Der Burgwart ging und geleitete den Fremden in den Hof. Eine hohe Erscheinung war's, stolze Glieder umfloß das Pilgerkleid, höfische Art und adlige Sitten verrieten edle Herkunft. Ritterlich verneigte er sich vor der Burgherrin und begann zu singen:

»Ein Kreuz hab' ich getragen am Gewand,
Hinaus bin ich zogen ins gelobte Land.
Hab' gekämpft und gerungen um die heilige Stadt,
Da unser Herr und Heiland gelitten hat.
Jahr um Jahr mußt' ich schmachten in Haft und Pön,
Glaubt' nimmer, die deutsche Heimat zu seh'n.
Bis die Treue mich löst' aus der Heiden Gericht,
Und hinaus mich führte ans himmlische Licht! – – –
Heim bin ich kommen aus fernem Süd',
Im deutschen Burghof die Linde blüht.
Es sitzet die Braut auf hohem Altan
Und küßt einen fremden Rittersmann. –
Heim bin ich kommen, mein Herz ist leer.
Ich hab' keine bleibende Stätte mehr!
Nun will ich wandern gen Nord und Süd,
Wo die Woge rauscht und die Heide blüht. – – –
Heil wollt' ich werden von Not und Leid, –
Nun werd ich's nimmer in dieser Zeit!
Herr Jesus Christus, sei du mein Teil!
Weis' mir den Weg zum ewigen Heil!«

Er hatte geendet. Auf seinen Pilgerstab gestützt, blickte er in tiefem Sinnen vor sich nieder. Marmorbleich, mit gesenkten Augen, saß die Mohrungerin neben ihrem Verlobten.

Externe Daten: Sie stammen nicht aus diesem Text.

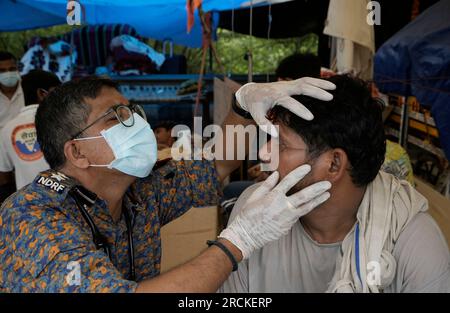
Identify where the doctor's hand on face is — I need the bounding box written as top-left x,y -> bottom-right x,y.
236,77 -> 336,137
219,164 -> 331,259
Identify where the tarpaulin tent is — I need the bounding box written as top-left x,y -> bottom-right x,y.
374,0 -> 450,159
0,0 -> 292,47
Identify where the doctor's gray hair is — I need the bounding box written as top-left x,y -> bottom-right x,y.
35,76 -> 118,170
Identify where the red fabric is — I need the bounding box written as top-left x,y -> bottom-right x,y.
186,0 -> 202,34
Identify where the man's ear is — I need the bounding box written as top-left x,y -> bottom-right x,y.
64,140 -> 90,169
33,88 -> 48,104
327,148 -> 348,183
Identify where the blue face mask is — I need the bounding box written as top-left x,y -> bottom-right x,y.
75,113 -> 158,177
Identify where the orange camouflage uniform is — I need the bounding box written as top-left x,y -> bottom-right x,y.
0,161 -> 219,292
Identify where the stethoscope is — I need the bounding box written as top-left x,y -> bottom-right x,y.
70,187 -> 136,281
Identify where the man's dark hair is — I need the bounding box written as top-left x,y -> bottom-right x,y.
269,75 -> 386,187
275,53 -> 320,79
152,121 -> 176,131
0,51 -> 17,61
35,76 -> 118,169
22,70 -> 61,105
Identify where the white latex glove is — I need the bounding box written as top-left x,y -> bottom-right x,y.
236,77 -> 336,137
219,165 -> 331,259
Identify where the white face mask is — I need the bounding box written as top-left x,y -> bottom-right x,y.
0,71 -> 20,87
75,113 -> 158,177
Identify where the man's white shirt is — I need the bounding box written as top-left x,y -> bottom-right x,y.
0,104 -> 49,189
0,83 -> 25,129
219,184 -> 450,293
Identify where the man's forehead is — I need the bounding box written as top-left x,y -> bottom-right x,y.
274,121 -> 305,144
85,87 -> 129,114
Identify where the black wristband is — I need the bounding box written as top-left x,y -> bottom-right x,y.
231,95 -> 253,120
206,240 -> 238,272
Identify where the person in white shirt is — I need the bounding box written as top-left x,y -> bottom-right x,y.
220,76 -> 450,293
0,70 -> 61,195
0,51 -> 25,129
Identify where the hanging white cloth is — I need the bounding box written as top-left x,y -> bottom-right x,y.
328,172 -> 428,292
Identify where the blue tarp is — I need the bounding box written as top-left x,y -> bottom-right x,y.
0,0 -> 264,47
374,0 -> 450,160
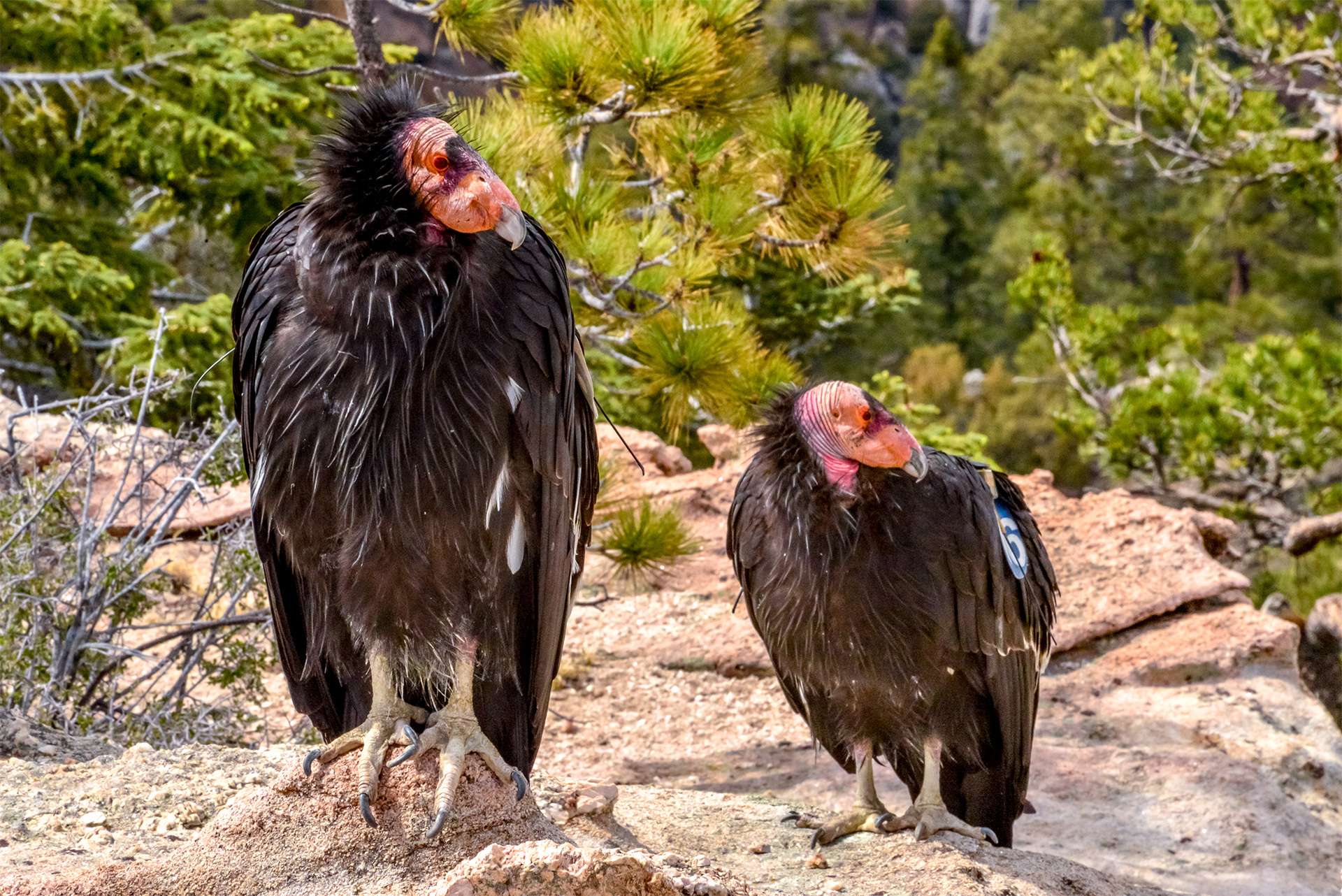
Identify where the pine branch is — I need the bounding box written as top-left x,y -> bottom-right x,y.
394,62 -> 522,85
260,0 -> 349,28
756,233 -> 833,250
387,0 -> 445,16
247,50 -> 361,78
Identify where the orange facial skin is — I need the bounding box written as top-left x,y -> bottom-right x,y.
848,403 -> 928,479
796,381 -> 928,491
403,118 -> 526,248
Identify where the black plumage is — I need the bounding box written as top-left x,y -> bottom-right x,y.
728,390 -> 1056,845
233,86 -> 597,783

Da neigte sich der Ritter zu ihr: »Heilweg, bietet dem Sänger den Ehrentrunk!«

Wie geistesabwesend stand sie auf, füllte den goldenen Becher mit Malvasier und schritt auf den Pilger zu.

Unbewegt schaute der Fremde auf die blasse Frau, die ihm den Willkommentrunk bot. Ihre Rechte zitterte, fast hätte sie den edlen Trunk verschüttet; purpurn glänzte ein Tropfen auf der weißen Hand, als sie ihn dem Gast reichte.

Er aber setzte den Goldpokal an die Lippen und leerte ihn bis zum Grunde.

»Auf das Glück Eures Hauses, edle Frau!« rief er mit hallender Stimme.

Ein Kleinod funkelte in seiner Hand, ein Edelstein klirrte im Becher.

»Verschmäht nicht den Dank eines wegmüden Mannes,« bat er und gab ihn ihr zurück.

Sie sah hinein. Auf dem Grunde des Bechers lag ein Ring von rotem Golde.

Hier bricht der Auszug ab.